Brussels, 11h December 2024 – Dozens of activists made their voices heard on Monday’s opening of the yearly “Raw Materials Week” in Brussels, organized by the European Commission. With their vocal protest they intended to send a signal of discontent from the communities in the peripheries of Europe and in the Global South that suffer from the Commission’s plans of more mining for the energy transition.[1]

With an open letter distributed to Director Kerstin Jorna of the European Commission and to more than 400 participants attending the conference, the protestors alerted on the destructive potential of plans for metals mining and questioned the feasibility of the energy transition, as envisioned by Brussels.[2]

The letter, distributed by the Belgian NGOs CATAPA, Growth Kills, More Than Enough and Extinction Rebellion, claims that “​​a better plan for a just and sustainable transition” is needed. According to the letter’s authors, current policies for mining exponential quantities of critical metals such as lithium, nickel or copper are destructive and also infeasible, as the quantities to be mined over the next decades would exceed globally available reserves.

The letter states: “Europe’s target is to mine and process in the next 30 years as much copper as has been mined in the past 7,000 years”, while “new mines tend to create greater environmental impacts, and larger volumes of overburden, waste rock, and tailings dams.”

In the last weeks, Brussels is struggling to keep up the pace of their critical raw materials plans for the energy transition. With looming conflicts over metals supplies on the global markets and major battery projects such as Swedish Northvolt failing, the clock for a successful European race against China is ticking. Already in the last weeks, industry representatives were complaining about the delay of the Commission’s designation of strategic projects under the new Critical Raw Materials Act (CRMA).

To secure more raw materials independence and mitigate future supply necks, the Commission had adopted the CRMA in early 2024. It is currently in the process of selecting projects to be designated of strategic importance in 2025. The list of applicants contains various companies also participating in the Raw Materials Week and successful candidates will benefit from fast-tracked licensing.

Already before the start of the Raw Materials Week, environmental campaign groups Friends of the Earth Europe, Amigos de la Tierra, European Environmental Bureau, and MiningWatch Portugal had delivered fact sheets and a position paper on the social and environmental issues of mining projects such as the Mina do Barroso and Mina Alberta in Portugal and Spain, or the Rovina Valley gold-copper mine in Romania to the European Commission.[3]

Lindsey Wuisan, a resource justice campaigner with Friends of the Earth Europe comments: “Green and responsible mining are a myth. If the Commission allows destructive mining projects to be fast-tracked, it will only add to the socio-ecological crisis that we are already facing today.”

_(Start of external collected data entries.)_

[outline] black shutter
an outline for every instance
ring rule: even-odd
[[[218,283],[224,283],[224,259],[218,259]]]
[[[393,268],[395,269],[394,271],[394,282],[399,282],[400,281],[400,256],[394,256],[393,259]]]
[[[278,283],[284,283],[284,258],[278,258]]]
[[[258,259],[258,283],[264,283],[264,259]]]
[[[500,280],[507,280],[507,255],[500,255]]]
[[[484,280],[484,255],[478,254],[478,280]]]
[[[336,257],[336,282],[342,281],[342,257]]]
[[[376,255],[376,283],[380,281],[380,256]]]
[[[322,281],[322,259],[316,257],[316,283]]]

The 9th edition of the Raw Materials Week in Brussels still runs until Friday the 13th of December and brings together mining companies, related researchers, and policy makers from all over the World. One focus of this year's event are also international partnerships for raw materials supply with countries such as Canada, Greenland, Australia, Brazil, Kazakhstan, Uzbekistan, Norway, Zambia, the Democratic Republic of Congo, Serbia and South Africa.

Endnotes
[1] Protest documentation 9.12.2024: Video #1, video #2, video #3
[2] The Brussels Letter https://bit.ly/brussels-letter
[3] Position-paper and factsheets on mining projects: Mina do Barroso, Portugal; Mina Alberta, Spain; Rovina Valley Mine, Romania.